The last time Howard, screenwriter Akiva Goldsman, and actor Russell Crowe got together, they made the 2001 Oscar-winner “A Beautiful Mind,” so these guys know a thing or two about classy productions. A visual feast, “Cinderella” doesn’t disappoint. From the exquisite Depression-era production design to the muddy, claustrophobic view of the boxing venues, Howard and his team have triumphed again with meticulous detail and epic richness. The actors all benefit from the dynamic look of the locations, making their job of imagination all the more easier.
Speaking of actors, “Cinderella” could not be more blessed in that area. With Crowe’s committed performance leading the way with its brave punch-drunk detail and warmly satisfying realization of victory, the supporting talent has all the leeway in the world to achieve incredible work. Renee Zellweger does her best with a second-banana role as “the wife,” and her emotions hit the hardest in a movie overflowing with heart-tugging material. It’s also hard to deny Craig Bierko’s strange affectations as Braddock’s nemesis, walloping boxer Max Baer. However, it’s Paul Giamatti who ends up delivering the strongest impression in “Cinderella.” As Jim’s corner man/manager Joe Gould, Giamatti hits all the right notes of anxiety, support, and emotional disguise as he weaves past just as many obstacles in life as Braddock to keep his head above water. It’s a joy to see Giamatti tackle two roles (coming off his incredible performance in “Sideways”) where nothing requires him to scream or grate intentionally. I hope it’s a sign of things to come for this talented actor.

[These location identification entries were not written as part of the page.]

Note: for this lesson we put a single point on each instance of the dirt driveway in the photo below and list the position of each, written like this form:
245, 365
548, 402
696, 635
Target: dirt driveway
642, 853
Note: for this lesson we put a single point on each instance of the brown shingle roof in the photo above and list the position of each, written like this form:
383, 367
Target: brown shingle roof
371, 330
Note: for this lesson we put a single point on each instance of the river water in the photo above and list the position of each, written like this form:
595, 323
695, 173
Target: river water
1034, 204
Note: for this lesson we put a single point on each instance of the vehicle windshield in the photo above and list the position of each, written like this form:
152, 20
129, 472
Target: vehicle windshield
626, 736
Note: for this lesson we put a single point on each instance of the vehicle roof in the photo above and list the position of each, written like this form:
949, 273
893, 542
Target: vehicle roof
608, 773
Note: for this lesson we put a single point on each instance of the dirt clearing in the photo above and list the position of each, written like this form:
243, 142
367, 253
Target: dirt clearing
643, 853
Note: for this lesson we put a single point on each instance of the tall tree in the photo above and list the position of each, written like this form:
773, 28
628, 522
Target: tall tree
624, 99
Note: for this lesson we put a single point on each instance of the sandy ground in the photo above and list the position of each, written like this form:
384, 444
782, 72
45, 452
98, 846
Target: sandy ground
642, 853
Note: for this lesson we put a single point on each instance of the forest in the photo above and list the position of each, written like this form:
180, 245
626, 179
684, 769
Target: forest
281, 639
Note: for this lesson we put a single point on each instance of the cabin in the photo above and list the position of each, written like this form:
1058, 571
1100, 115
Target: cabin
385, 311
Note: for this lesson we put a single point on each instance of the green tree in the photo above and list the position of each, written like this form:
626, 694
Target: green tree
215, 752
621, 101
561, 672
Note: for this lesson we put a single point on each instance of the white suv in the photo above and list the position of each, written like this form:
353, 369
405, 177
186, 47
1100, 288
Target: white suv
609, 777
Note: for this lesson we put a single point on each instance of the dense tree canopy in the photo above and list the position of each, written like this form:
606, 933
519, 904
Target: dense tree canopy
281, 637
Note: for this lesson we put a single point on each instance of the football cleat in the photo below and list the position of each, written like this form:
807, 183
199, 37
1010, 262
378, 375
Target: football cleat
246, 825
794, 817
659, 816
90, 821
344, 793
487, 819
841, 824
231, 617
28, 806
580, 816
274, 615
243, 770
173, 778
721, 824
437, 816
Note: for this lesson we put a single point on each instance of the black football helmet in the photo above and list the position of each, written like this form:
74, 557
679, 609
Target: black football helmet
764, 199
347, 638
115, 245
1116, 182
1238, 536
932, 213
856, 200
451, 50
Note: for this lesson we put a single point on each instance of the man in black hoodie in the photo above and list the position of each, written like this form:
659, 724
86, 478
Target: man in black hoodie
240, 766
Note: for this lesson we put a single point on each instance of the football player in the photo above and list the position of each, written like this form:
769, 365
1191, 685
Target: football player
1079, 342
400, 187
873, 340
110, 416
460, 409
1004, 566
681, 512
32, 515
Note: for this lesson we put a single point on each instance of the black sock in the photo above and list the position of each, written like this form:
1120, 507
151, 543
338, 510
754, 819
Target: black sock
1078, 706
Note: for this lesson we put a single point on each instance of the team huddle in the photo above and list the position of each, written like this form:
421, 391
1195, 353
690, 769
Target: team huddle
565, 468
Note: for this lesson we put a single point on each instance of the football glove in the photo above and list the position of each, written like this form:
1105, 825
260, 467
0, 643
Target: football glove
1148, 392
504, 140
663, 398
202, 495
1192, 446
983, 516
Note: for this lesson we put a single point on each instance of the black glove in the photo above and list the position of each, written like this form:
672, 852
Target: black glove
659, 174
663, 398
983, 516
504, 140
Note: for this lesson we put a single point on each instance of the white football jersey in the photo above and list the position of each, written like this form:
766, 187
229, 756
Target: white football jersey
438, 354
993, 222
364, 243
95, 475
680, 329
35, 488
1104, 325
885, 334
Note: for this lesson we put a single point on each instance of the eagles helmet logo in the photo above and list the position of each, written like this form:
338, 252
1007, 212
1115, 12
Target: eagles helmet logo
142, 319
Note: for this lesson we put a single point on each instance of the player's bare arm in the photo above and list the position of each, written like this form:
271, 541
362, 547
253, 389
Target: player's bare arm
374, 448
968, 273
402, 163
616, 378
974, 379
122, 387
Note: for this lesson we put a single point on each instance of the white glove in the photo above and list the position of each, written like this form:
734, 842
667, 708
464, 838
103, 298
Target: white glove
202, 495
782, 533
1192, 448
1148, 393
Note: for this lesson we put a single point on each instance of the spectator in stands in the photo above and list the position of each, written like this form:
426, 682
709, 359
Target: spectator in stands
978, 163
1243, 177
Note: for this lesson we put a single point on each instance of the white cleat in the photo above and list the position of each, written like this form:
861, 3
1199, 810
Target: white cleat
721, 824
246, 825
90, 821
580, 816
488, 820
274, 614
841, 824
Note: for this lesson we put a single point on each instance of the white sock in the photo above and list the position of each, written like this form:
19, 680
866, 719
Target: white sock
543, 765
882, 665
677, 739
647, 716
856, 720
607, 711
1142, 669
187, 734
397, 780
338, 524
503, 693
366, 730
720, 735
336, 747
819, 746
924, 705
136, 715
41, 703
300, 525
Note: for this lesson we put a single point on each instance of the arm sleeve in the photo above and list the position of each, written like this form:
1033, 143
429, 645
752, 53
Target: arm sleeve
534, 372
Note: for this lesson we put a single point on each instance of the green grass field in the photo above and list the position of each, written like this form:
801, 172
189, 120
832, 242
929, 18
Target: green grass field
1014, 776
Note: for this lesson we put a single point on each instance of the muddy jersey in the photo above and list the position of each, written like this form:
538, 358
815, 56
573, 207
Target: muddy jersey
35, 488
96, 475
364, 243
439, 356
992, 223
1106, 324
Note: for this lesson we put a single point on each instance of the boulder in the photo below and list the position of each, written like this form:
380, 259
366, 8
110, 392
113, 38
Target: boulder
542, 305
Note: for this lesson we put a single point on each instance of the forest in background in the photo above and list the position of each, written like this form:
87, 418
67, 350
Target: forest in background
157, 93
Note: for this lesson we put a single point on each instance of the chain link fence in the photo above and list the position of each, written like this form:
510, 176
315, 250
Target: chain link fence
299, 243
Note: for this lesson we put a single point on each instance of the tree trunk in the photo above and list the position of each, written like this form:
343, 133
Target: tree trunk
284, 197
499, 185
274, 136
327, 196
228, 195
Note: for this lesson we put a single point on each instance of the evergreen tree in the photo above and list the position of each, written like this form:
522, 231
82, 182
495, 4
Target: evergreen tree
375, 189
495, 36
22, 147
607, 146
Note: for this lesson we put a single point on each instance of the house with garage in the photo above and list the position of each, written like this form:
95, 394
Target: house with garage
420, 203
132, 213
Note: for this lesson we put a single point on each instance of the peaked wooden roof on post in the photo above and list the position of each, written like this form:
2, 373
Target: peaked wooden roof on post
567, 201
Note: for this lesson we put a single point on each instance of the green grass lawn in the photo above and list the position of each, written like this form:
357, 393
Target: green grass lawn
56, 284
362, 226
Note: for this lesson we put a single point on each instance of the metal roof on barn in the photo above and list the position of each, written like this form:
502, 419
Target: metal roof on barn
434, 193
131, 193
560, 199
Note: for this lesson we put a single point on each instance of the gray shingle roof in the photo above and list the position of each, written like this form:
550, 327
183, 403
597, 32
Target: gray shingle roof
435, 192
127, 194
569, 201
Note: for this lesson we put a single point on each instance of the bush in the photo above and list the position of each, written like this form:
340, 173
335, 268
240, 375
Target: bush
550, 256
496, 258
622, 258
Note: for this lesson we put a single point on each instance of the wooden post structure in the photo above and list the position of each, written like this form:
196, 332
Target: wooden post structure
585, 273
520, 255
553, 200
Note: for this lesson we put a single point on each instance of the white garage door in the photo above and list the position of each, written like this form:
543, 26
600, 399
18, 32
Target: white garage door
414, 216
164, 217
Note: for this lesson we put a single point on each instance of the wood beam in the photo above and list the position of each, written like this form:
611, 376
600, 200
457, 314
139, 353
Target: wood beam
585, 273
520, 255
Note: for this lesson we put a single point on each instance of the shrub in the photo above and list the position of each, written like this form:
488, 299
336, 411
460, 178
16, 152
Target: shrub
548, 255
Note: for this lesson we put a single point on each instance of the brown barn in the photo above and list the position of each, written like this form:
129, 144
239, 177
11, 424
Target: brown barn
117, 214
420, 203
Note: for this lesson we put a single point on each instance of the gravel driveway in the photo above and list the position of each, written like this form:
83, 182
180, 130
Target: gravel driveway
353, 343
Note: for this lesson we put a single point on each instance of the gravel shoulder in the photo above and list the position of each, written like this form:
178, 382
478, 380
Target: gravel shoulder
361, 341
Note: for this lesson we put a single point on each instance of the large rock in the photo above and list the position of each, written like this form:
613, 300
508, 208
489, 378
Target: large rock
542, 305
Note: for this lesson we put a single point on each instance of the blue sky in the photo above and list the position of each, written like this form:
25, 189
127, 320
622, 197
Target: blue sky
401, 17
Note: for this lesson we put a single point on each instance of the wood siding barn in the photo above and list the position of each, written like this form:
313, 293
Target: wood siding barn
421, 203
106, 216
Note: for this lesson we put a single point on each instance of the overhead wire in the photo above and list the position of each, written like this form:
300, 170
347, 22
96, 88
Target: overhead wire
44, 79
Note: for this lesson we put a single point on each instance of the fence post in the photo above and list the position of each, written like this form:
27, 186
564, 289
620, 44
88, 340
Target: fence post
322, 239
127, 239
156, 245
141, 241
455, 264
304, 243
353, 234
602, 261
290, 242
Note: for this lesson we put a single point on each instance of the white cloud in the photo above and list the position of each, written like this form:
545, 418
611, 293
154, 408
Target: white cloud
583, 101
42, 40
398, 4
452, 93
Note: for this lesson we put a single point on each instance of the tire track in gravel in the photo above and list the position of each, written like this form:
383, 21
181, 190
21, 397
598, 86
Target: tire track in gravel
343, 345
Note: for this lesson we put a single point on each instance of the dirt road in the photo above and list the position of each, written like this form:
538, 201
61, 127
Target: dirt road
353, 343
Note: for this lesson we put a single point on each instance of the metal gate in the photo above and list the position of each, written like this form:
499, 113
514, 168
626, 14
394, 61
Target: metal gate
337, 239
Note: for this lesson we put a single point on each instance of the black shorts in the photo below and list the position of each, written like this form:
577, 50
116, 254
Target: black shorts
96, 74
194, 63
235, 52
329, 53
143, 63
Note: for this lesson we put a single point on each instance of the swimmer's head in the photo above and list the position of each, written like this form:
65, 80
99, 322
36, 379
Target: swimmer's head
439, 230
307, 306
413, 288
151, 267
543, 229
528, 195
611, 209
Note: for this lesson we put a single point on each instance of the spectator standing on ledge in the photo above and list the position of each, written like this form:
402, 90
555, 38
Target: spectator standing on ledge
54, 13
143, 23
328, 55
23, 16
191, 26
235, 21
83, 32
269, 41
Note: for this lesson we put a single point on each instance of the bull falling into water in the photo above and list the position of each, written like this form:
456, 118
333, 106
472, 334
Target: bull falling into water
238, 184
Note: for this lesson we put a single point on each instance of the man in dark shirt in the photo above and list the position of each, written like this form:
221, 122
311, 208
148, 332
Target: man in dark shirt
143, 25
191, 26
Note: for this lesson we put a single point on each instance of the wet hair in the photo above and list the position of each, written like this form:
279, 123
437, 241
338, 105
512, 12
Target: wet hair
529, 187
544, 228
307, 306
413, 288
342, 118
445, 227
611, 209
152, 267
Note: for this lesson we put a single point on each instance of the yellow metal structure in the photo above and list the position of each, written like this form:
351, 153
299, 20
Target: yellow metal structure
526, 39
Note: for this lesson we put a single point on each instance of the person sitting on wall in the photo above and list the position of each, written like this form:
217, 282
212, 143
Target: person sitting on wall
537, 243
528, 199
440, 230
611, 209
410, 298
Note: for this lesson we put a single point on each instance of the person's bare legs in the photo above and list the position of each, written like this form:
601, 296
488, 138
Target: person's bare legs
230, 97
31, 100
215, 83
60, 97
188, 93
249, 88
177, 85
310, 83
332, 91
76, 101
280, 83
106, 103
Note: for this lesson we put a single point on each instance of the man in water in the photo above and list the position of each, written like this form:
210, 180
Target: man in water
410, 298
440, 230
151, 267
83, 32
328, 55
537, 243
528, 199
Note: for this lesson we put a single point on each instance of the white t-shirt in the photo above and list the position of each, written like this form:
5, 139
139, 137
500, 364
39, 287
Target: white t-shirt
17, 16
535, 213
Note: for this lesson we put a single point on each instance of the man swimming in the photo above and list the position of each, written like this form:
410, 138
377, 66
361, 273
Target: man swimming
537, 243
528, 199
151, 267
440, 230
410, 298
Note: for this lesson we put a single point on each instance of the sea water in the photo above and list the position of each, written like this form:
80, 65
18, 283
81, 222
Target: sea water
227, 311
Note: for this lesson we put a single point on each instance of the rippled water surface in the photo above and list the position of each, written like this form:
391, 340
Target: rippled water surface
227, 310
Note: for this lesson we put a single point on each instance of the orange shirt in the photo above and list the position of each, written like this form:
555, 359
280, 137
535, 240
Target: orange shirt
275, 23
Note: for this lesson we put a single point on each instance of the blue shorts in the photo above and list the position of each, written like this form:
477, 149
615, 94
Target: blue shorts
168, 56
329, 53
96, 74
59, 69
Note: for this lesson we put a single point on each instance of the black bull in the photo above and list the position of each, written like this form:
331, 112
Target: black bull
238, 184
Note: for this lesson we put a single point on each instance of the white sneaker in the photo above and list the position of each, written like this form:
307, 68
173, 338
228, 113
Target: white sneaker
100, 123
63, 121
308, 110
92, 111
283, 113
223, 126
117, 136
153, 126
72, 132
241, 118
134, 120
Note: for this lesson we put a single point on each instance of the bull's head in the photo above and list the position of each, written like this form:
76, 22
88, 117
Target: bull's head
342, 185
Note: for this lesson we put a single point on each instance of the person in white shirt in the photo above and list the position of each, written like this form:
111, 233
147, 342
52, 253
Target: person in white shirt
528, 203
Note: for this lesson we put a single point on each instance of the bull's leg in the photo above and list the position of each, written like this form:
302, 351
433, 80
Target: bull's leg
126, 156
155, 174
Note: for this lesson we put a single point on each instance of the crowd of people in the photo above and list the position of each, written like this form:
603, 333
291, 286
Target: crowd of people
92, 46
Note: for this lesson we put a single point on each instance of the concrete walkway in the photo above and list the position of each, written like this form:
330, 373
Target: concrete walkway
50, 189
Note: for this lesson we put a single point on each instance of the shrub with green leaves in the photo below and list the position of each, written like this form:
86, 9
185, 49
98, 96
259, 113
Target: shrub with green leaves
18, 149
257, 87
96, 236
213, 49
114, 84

Where Howard falls into major trouble is in the ring. Boxing is a sport covered repeatedly by many filmmakers, and they all try to outfox each other with stylistic choices and rising levels of brutality. There’s a good reason why Clint Eastwood’s “Million Dollar Baby” was a flawless piece of work: he kept it simple. Howard isn’t that observant, and he needlessly busies up the boxing matches with quick cuts (often on the flashbulbs capturing the fight), which is very reminiscent of Scorsese’s dazzling “Raging Bull.” Braddock was a creation of a media hungry for a hero in a land of despair, and the flash cutting is meant to suggest the saturation of images from his climb to the top. But this has a noxious effect on the match sequences, rendering them both unintelligible and artistically impotent. “Cinderella” is a film that hinges on the excitement Braddock created in the ring. Yet “Cinderella Man” only seems to create headaches and confusion when it comes time to strap the gloves on.
“Cinderella Man” is endowed with a fairly luxurious running time (140 minutes), and Howard leaves no moment ripe for triumph unexploited. This is a terrific underdog tale told warmly by Howard and his cast, and for all its imperfections, it does one thing right: it puts a smile on your face.